Questa è la dinamica tradizionale del mercato software, in fondo. Oggi le piattaforme open source "muovono" l'IT delle aziende. Quindi
costituiscono opportunità di mercato che spingono le software house a parteciparvi. La potenzialità del mondo open source è però anche un'altra. Particolarmente interessante per il futuro. Favorire un modello di sviluppo che dà
maggior potere alle aziende utenti.
Open source fatto in casa
Forse non è vero che grazie ai componenti open source e allo sviluppo del cloud ogni azienda è diventata una software house. Come recitava qualche tempo fa uno slogan molto di marketing
ma anche un po' di sostanza. È però certamente vero che molte aziende hanno cominciato a sviluppare in casa
quello che non trovavano all'esterno. Grazie ad esempio alla sempre maggiore potenza, ma anche semplicità, delle piattaforme PaaS.
Aziende
che non sono software house hanno cioè sviluppato componenti open source che hanno poi reso disponibili a tutti. Componenti che avevano creato per soddisfare loro particolari esigenze. Ma che possono essere la soluzione alle problematiche di altre imprese. O
costituire una base per sviluppare altre soluzioni mirate.
Perché questo
dovrebbe essere meglio del modello tradizionale dello sviluppo, demandato alle software house? Perché una software house ha idealmente centinaia o migliaia di utenti diversi. Che può soddisfare con software open source generico, spesso infrastrutturale. Un'azienda utente ha problemi suoi specifici
che risolve in maniera mirata. Dal punto di vista del mercato quest'azienda idealmente "serve" una nicchia, magari piccola. E lo fa meglio di uno sviluppo generalista.

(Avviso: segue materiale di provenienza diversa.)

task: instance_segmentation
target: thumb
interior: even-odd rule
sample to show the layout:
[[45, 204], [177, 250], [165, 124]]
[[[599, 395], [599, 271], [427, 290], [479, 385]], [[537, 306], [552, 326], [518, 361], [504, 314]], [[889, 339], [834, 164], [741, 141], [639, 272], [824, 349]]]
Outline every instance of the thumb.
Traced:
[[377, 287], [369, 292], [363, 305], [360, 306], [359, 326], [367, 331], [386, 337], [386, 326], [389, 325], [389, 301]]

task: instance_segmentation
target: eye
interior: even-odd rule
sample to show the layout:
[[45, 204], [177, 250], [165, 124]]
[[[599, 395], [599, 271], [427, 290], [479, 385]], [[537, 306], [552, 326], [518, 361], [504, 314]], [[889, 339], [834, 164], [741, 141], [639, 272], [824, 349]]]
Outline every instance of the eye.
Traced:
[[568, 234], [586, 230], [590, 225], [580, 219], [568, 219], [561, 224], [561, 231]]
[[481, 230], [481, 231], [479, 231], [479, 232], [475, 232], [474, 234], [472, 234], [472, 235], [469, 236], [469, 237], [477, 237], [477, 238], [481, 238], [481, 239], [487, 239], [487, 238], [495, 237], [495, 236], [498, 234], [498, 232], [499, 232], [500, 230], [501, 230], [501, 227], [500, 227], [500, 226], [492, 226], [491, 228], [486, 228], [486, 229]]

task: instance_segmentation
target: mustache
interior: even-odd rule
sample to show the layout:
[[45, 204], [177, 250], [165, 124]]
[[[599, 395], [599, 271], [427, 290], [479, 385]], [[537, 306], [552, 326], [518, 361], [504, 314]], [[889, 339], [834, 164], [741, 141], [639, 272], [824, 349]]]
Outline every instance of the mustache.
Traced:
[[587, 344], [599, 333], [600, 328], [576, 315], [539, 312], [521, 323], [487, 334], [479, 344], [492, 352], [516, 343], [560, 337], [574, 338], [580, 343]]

Peraltro, non parliamo di piccole soluzioni per problemi minori, applicativi. Molte grandi aziende hanno già sviluppato componenti open source di livello enterprise. Con
poco o nulla da invidiare alle creazioni di Google, Facebook e compagnia. Diversi esempi hanno fatto parte della cronaca (tecnologica).
Progetti di fascia alta
Tra i casi più citati troviamo quello di
Spinnaker. Un tool open source di
Continuous Delivery nato in
Netflix ma ormai tanto diffuso da avere il suo evento annuale dedicato, lo Spinnaker Summit. Anche
Cloud Custodian è un caso molto noto. È una piattaforma di cloud governance già molto diffusa e sviluppata da
Capital One. Cioè da un'azienda del mondo Finance. Oppure
Airflow, un tool per la gestione automatizzata dei workflow che oggi fa parte del mondo Apache ma è nato in
AirBnB.
Sempre più spesso sono le aziende utenti a risolvere non solo problemi pratici propri. Ma
anche le complessità tecnologiche che si trovano davanti per lo sviluppo stesso della digitalizzazione. Gestire una architettura distribuita di microservizi è difficile, nonostante quello che dicono i cloud provider?
Uber si è fatta in casa
Jaeger, una piattaforma per tenere traccia dei microservizi stessi. Monitorare i cluster di container è complesso? Per questo
Comcast, che di mestiere si occupa di broadcasting, si è fatta
kuberhealthy. E via dicendo.
Potrebbe essere questo il futuro del modello open source?
Non completamente, ma per una parte cospicua probabilmente sì. Resta indispensabile il lavoro delle
software house infrastrutturali alla Red Hat. E sarà sempre fondamentale il contributo delle
grandi realtà tecnologiche alla Google che fanno nascere grandi progetti open source dalla gestione della loro IT, altrettanto di fascia alta. Accanto a questo, il contributo delle aziende non-software sta diventando sempre più corposo e interessante. E spesso anche - qui sta il vantaggio -
più vicino alle esigenze immediate degli utenti "normali".